II. Countries should refrain from imposing blanket prohibitions on matters encryption and online anonymity, such polices only infringe on the rights of innocent people to access the web freely and are therefore not necessary. Some of these blanket restrictions include the state controlling importation and export of decoding tools and users requiring licensing before getting encryption on their respective PCs.
III. Nations should avoid making official identification of users a requirement before accessing web services, or SIM card registry for those who use mobile phones to browse the net.
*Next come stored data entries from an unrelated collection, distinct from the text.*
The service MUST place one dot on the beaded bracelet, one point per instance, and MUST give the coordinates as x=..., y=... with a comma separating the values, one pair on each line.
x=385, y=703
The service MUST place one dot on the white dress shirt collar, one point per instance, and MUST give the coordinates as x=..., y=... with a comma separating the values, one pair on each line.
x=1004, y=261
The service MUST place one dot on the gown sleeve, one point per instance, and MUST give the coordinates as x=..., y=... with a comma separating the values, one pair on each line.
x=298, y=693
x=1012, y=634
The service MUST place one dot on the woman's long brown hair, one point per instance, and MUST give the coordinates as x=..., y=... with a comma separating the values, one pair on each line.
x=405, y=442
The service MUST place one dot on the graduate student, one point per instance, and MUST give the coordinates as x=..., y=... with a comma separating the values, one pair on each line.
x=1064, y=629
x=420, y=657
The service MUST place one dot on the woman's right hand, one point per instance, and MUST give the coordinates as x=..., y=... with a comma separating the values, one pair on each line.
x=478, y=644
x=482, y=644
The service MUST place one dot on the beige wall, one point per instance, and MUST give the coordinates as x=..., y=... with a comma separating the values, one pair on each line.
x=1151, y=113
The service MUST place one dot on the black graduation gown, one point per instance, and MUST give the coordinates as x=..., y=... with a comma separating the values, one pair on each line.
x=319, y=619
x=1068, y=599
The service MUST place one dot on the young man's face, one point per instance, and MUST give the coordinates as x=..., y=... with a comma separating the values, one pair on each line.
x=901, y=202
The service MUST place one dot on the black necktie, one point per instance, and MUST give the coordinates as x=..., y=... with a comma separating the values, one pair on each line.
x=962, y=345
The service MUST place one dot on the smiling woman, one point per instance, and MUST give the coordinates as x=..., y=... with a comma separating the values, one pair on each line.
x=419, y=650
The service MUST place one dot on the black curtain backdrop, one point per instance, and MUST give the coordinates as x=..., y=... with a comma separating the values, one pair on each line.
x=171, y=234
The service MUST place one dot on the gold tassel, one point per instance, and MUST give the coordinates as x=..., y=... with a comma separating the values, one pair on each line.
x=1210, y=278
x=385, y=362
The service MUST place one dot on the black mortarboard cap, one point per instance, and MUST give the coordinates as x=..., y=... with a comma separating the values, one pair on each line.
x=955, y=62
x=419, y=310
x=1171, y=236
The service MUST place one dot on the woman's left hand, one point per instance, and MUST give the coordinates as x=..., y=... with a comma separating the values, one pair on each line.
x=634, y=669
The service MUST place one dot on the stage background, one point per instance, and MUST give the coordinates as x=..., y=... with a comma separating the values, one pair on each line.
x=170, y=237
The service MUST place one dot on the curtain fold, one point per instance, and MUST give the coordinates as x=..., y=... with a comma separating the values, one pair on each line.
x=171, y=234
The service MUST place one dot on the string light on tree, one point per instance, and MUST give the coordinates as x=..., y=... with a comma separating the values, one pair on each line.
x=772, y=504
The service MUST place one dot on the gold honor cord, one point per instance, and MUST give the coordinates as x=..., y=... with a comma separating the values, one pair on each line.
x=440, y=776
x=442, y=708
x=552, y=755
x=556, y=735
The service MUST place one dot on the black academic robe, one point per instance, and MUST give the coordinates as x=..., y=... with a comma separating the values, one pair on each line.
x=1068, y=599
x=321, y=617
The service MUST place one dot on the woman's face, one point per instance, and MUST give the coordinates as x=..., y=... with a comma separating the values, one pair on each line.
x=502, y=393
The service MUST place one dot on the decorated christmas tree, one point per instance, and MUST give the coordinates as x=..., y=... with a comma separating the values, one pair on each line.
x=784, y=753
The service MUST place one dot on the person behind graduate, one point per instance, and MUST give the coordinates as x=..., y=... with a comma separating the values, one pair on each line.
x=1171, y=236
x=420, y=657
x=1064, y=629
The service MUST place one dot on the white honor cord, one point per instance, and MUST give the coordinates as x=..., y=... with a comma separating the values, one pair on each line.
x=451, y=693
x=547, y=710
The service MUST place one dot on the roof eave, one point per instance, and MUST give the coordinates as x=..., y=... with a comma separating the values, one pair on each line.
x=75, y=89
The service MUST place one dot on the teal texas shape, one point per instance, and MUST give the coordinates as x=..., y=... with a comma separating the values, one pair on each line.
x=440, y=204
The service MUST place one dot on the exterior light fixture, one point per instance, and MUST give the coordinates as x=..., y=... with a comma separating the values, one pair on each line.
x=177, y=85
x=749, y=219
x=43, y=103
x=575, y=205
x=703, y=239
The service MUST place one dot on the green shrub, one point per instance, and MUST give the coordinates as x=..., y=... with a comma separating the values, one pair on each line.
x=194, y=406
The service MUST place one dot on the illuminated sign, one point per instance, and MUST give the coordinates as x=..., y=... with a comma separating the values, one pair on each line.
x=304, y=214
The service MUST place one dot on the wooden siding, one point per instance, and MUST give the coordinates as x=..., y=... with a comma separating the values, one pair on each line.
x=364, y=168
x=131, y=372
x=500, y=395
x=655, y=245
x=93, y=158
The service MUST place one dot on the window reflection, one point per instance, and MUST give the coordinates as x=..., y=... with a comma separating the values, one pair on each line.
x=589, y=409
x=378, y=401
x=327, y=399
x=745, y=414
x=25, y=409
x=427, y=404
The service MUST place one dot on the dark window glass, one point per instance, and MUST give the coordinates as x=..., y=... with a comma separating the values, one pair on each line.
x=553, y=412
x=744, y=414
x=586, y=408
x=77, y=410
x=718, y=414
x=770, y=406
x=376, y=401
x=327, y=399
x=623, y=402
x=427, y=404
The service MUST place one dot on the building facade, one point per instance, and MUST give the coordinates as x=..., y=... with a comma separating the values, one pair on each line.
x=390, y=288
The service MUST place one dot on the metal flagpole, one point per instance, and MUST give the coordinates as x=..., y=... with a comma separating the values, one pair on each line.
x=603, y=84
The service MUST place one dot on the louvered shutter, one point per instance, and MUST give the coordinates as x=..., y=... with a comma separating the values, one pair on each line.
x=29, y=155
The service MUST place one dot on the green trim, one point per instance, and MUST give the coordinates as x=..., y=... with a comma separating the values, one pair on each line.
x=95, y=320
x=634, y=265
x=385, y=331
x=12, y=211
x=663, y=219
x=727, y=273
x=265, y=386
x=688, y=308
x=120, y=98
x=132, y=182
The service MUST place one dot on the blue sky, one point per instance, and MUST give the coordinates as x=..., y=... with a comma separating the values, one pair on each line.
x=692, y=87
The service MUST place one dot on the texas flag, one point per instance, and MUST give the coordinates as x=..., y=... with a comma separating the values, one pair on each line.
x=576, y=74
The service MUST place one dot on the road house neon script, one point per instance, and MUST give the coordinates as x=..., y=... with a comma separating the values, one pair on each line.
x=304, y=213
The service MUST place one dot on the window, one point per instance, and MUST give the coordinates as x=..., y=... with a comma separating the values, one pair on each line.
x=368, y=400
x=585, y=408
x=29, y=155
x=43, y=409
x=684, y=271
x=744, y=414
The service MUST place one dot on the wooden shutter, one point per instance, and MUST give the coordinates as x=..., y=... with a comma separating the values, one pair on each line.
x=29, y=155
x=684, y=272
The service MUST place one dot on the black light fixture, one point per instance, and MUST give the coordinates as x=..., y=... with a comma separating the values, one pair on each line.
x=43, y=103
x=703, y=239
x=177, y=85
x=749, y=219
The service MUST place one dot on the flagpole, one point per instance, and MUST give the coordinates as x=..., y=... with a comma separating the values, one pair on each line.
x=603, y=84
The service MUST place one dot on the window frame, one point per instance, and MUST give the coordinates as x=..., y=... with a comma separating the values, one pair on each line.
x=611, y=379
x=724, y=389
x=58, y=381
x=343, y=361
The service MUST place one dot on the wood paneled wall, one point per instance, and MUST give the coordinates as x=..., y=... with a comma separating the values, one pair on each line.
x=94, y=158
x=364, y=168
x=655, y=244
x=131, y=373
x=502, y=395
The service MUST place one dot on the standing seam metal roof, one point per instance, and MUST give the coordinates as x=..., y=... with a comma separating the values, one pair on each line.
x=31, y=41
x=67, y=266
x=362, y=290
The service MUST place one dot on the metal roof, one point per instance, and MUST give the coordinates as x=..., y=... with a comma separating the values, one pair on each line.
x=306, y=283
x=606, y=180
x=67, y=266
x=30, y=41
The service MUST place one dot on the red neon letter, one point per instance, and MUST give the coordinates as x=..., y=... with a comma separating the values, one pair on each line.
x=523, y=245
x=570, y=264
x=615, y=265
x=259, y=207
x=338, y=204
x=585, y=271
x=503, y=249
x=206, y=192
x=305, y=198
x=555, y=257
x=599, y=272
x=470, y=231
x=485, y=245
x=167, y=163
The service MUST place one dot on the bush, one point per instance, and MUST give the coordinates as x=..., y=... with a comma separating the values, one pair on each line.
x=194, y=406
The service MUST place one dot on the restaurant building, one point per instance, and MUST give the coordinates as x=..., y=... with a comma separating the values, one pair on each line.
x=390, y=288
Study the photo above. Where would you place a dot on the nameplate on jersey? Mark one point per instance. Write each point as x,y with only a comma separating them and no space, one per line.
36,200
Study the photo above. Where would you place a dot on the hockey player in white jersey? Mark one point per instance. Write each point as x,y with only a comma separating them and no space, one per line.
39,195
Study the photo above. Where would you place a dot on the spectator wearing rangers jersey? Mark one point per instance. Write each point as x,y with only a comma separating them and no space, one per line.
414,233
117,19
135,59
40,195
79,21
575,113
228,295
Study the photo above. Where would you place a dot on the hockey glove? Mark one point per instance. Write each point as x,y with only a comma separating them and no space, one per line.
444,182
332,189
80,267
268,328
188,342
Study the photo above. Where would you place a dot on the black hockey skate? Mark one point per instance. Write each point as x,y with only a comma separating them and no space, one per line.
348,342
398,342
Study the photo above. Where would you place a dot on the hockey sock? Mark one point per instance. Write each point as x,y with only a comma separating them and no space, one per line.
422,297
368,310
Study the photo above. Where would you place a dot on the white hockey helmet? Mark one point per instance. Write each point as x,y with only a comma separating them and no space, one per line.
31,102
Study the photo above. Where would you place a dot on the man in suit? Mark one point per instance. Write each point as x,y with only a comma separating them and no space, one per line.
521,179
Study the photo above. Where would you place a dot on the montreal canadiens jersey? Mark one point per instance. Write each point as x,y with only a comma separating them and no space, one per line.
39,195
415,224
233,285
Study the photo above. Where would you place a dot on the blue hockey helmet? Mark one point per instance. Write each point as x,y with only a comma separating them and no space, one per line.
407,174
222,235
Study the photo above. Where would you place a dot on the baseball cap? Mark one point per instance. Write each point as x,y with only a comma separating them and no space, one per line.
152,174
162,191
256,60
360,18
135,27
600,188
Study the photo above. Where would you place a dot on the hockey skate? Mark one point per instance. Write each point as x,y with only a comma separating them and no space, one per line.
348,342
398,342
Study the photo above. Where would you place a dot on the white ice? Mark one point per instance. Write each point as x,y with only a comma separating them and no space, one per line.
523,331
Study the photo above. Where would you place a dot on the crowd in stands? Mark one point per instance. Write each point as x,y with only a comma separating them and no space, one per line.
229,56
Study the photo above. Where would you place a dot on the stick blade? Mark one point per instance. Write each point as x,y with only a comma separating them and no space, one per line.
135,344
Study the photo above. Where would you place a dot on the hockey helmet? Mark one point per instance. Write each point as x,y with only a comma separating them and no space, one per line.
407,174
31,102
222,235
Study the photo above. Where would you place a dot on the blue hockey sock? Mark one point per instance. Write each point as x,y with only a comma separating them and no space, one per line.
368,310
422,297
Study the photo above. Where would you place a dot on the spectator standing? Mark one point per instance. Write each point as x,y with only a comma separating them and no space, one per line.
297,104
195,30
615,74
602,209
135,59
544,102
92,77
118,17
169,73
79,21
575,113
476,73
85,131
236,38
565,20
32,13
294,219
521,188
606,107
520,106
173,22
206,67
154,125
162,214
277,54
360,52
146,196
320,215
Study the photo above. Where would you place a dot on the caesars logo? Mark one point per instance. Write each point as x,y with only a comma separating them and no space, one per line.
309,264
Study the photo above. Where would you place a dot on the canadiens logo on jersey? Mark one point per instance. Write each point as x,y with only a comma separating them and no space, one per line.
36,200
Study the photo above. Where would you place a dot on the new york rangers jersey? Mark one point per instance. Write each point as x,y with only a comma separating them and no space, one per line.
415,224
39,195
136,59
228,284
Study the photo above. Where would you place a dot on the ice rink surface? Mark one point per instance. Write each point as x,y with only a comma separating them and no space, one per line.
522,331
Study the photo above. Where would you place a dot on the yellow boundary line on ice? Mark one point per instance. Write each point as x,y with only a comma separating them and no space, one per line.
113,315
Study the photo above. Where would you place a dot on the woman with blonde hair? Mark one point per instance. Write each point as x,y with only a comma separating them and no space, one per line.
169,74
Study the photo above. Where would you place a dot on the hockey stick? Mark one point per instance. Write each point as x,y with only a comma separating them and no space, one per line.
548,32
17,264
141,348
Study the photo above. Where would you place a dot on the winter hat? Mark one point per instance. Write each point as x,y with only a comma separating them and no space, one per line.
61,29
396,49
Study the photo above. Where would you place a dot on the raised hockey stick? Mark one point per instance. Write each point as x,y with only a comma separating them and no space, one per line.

Any restrictions whatsoever on online anonymity should be based on logic, targeted on a specific case-basis such as when there’s enough evidence that one is using their privilege to break certain Internet laws.
The initial surveillance leaks from Snowden, former contractor of the U.S. National Security Agency, has drawn major debate on whether it’s appropriate for governments to share their virtual information with other states for security reasons. The heightened pressure in some nations for Internet anonymity data policies will not just hurt U.S tech gurus, but also vendors from other countries around the world since they’ll have to comply with these same regulations as well. For instance, a Russian data localization law is expected to be passed by September 2015.
Generally, it’s estimated that the data backlash exhibited by these foreign states will cost U.S. tech companies anywhere between $21.5 and $35 billion dollars. It’s now emerging that the entire U.S. IT economy, and not just the cloud-computing sector, has immensely underperformed since Snowden’s revelations. Apart from Russia’s upcoming regulation, Germany and France are also trying to create their own private Internet anonymity networks while other countries such as China, India and Australia have already imposed data localization laws. Even before Snowden’s revelations, some countries had already began pressing for regulation of data within their respective territories, but this unfortunate event only made them more adamant in pursuing this goal for Internet anonymity reasons.